Włosi w ogonie Europy. Mancini i Allegri nie zgadzają się ze sobą

Nicola Zalewski
Obserwuj nas w
PressFocus Na zdjęciu: Nicola Zalewski

W poprzednich rozgrywkach włoscy gracze, którzy nie ukończyli jeszcze 21 roku życia w sumie spędzili na murawie zaledwie 1,5% minut, które mogli rozegrać w całym sezonie. To fatalny wynik. Najgorszy w czołowych ligach na Starym Kontynencie – zauważają w swoim najnowszym tekście na SerieA.pl Piotr Dumanowski i Dominik Guziak. Komentatorzy Eleven Sports dotykają jednego z największego problemu włoskiej piłki. Problemu, który jest jedną z przyczyn ostatnich klęsk Włochów w walce o mundiale.

  • Młodzi piłkarze, wbrew trendowi znanemu z Serie A, by nie dawać im zbyt wielu szans, radzą sobie naprawdę dobrze
  • Max Allegri, więc jeden z najlepszych włoskich trenerów, swego czasu wprost określił ścieżkę dla młodzieży – jego zdaniem ta powinna wieść przez Serie C i Serie B, aż do gry w elicie dopiero w wieku ok. 25 lat
  • To sprawia, że Włochy pod kątem dawania szans młodym piłkarzom, są krajem zacofanym w stosunku do innych lig z najlepszej piątki w Europie

Allegri kontra Mancini

Włoskie podejście do młodzieży idealnie opisuje zdanie, które wypowiedział swego czasu trener Juventusu, Massimiliano Allegri:

– Młodzi chłopcy muszą powoli wspinać się w swojej karierze, bo w innym wypadku możemy ich stracić. Mało jest takich, którzy są fenomenalni w wieku 20 lat. Piłkarze zazwyczaj dojrzewają, gdy mają 25 lub 26 lat. Najpierw muszą liznąć Serie C, potem pograć w Serie B i dopiero wtedy są gotowi na Serie A. Tak powinni się rozwijać, nie musimy w tym temacie kombinować.

To zdanie idealnie opisuje podejście większości włoskich klubów do młodych talentów, głównie tych rodzimych ale także sprowadzanych z zagranicy. Doświadczenie stawiane ponad talentem. W kontrze do takiego myślenia jest selekcjoner włoskiej reprezentacji, Roberto Mancini, który na każdym kroku powtarza, że w Italii wciąż rodzą się gracze utalentowani, ale nie otrzymują pomocy.

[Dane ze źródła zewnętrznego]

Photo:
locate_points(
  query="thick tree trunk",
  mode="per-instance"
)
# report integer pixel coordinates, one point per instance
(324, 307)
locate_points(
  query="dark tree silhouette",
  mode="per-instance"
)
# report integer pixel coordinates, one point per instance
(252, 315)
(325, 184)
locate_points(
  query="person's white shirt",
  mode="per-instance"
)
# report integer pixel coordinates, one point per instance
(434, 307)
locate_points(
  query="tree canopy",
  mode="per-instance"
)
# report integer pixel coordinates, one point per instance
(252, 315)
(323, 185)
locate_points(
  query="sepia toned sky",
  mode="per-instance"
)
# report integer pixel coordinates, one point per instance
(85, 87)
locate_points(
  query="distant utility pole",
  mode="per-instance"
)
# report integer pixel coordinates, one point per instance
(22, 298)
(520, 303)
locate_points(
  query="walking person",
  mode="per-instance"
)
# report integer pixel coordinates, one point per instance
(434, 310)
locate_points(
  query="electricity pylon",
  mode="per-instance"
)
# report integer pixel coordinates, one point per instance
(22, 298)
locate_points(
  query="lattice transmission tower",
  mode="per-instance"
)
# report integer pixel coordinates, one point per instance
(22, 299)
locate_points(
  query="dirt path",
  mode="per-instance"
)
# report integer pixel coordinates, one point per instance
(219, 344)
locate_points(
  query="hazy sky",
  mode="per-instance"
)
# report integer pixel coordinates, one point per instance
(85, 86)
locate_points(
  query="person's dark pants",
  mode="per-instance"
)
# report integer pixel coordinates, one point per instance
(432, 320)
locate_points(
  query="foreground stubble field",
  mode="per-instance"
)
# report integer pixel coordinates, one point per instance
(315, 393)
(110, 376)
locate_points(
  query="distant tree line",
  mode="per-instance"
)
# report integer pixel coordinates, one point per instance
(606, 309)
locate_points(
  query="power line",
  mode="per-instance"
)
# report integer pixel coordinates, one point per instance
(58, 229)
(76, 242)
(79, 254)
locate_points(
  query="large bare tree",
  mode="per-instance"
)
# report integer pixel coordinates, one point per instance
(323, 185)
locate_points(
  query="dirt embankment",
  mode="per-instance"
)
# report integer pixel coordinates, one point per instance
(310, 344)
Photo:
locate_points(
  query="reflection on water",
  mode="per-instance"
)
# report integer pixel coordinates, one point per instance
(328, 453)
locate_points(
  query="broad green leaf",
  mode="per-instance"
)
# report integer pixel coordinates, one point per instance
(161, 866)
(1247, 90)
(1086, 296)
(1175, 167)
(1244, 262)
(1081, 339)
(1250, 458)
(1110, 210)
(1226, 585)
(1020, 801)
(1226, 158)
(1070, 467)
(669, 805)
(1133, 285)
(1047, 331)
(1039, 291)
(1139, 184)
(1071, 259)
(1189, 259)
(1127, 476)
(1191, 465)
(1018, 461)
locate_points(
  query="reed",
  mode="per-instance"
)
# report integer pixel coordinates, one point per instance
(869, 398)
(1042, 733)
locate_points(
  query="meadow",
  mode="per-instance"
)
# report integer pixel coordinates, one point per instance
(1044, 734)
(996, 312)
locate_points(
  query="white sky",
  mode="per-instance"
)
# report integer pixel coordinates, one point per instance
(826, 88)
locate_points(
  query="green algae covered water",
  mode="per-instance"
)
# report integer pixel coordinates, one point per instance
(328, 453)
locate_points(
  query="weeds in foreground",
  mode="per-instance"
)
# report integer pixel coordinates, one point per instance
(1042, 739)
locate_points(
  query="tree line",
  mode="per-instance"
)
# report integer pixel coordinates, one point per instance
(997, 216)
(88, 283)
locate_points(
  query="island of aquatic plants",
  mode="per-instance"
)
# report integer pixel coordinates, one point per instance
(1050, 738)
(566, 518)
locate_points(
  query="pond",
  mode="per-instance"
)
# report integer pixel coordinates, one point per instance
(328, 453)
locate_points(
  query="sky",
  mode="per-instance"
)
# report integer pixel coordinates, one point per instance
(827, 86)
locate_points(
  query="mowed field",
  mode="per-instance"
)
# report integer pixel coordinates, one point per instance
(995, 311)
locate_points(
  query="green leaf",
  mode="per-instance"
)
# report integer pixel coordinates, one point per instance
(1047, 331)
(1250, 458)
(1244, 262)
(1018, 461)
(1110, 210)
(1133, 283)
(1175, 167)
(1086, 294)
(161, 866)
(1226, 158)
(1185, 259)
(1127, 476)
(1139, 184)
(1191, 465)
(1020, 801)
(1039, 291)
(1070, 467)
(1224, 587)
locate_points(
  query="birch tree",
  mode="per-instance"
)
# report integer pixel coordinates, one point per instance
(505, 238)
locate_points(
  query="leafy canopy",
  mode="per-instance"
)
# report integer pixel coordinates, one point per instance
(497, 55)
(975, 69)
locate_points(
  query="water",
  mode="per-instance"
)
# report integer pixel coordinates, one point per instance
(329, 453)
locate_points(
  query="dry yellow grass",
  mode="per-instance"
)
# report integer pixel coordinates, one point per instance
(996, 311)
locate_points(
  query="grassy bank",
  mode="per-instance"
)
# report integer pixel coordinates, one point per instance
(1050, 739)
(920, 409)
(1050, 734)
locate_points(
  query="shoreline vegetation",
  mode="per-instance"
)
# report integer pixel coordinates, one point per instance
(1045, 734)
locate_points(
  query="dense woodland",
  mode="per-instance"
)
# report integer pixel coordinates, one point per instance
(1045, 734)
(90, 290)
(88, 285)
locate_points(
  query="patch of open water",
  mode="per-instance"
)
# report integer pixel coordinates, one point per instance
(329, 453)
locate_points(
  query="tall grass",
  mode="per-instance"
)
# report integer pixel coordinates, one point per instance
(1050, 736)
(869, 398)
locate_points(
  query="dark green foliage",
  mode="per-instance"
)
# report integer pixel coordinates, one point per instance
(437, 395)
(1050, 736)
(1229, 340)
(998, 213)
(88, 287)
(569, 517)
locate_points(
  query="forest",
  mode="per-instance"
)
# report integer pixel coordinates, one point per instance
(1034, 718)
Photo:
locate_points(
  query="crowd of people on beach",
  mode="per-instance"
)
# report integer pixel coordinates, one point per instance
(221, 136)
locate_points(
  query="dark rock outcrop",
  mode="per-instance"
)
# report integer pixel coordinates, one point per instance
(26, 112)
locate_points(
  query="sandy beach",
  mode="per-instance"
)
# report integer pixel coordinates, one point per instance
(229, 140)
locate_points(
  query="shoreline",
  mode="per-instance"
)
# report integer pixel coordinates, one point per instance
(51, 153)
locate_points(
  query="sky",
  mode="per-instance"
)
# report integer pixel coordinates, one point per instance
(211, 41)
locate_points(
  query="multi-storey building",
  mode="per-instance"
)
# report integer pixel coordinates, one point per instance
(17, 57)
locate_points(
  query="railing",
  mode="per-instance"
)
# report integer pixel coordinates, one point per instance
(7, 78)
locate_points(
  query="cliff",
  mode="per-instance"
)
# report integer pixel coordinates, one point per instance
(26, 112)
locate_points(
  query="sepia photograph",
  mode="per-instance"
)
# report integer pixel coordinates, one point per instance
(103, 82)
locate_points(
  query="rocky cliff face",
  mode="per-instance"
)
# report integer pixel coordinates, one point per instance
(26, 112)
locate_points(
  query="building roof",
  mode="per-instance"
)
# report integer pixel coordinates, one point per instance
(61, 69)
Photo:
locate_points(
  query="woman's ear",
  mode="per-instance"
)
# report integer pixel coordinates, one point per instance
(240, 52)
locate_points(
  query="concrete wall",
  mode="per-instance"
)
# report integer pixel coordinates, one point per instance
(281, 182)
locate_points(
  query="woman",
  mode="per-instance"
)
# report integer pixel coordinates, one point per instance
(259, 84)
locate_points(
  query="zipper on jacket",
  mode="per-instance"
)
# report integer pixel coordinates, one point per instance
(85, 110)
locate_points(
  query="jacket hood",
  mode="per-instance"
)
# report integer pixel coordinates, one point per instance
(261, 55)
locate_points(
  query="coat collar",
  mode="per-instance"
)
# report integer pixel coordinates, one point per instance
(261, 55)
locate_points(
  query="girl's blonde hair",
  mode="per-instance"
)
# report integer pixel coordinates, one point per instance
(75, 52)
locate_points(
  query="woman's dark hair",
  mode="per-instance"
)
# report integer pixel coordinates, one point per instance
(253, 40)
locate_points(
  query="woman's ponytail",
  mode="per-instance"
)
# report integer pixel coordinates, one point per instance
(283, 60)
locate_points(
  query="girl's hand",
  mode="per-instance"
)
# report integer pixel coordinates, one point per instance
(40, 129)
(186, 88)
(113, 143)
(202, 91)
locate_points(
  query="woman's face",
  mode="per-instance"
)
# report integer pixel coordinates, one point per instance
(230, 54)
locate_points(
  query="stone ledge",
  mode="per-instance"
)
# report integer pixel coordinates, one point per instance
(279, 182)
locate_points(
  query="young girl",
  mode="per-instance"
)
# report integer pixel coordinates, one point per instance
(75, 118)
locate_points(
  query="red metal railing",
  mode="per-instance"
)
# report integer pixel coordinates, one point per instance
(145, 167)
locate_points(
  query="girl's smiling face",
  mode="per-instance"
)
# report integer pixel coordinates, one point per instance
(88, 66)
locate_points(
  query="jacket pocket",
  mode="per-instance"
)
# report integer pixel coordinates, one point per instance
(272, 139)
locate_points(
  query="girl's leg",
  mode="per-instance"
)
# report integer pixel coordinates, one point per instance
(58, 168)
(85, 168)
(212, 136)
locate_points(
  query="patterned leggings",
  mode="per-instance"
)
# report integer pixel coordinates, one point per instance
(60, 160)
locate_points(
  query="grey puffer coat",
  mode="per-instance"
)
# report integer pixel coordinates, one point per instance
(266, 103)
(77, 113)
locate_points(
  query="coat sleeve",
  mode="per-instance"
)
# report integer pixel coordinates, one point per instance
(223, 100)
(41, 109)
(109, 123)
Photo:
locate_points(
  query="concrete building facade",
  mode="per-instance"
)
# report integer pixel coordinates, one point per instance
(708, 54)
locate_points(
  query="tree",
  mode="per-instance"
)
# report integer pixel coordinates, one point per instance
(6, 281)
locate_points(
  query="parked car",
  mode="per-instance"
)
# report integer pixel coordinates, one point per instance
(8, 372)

Wielu trenerów nie chce zaryzykować i postawić na młodych piłkarzy, bo boi się porażki i straty pracy.

Tezę postawioną przez Roberto Manciniego można obronić patrząc na wyniki osiągane przez młodzieżowe reprezentacje Włoch. Drużyna do lat 17 dochodziła do finałów Mistrzostw Europy w 2018 i 2019 roku. Podobnie było w przypadku reprezentacji U-19, która też w 2016 i 2018 przegrywała dopiero w finale Euro. Inaczej wygląda to w przypadku drużyny do lat 21, która stanowi przedsionek do dorosłej kadry. Reprezentacja Italii U-21 nie zdołała zakwalifikować się na trzy ostatnie Igrzyska Olimpijskie, w finale Euro ostatni raz zagrała w 2013 roku, a tytuł mistrza Starego Kontynentu świętowała 18 lat temu. Włosi mają utalentowanych piłkarzy, potrafią ich rozwijać, ale problem pojawia się, gdy trzeba wkroczyć do kadry dorosłej drużyny Serie A i postawić kluczowy krok w karierze. O specyfice włoskiego wchodzenia w piłkarską dorosłość opowiadał nam Bartosz Salamon, który sam trafił do Włoch gdy miał 16 lat:

– Jeśli jesteś mega dobry to i tak idziesz na wypożyczenie, ale do słabszego klubu Serie A. Tak było w przypadku mojego przyjaciela Lorenzo Pellegriniego, który trafił z Romy do Sassuolo. Jeśli jesteś trochę słabszy, ale widzą w tobie potencjał to musisz zejść do Serie B. Bardzo trudno jest przebić się młodym zawodnikom w dużych klubach – tłumaczył Salamon.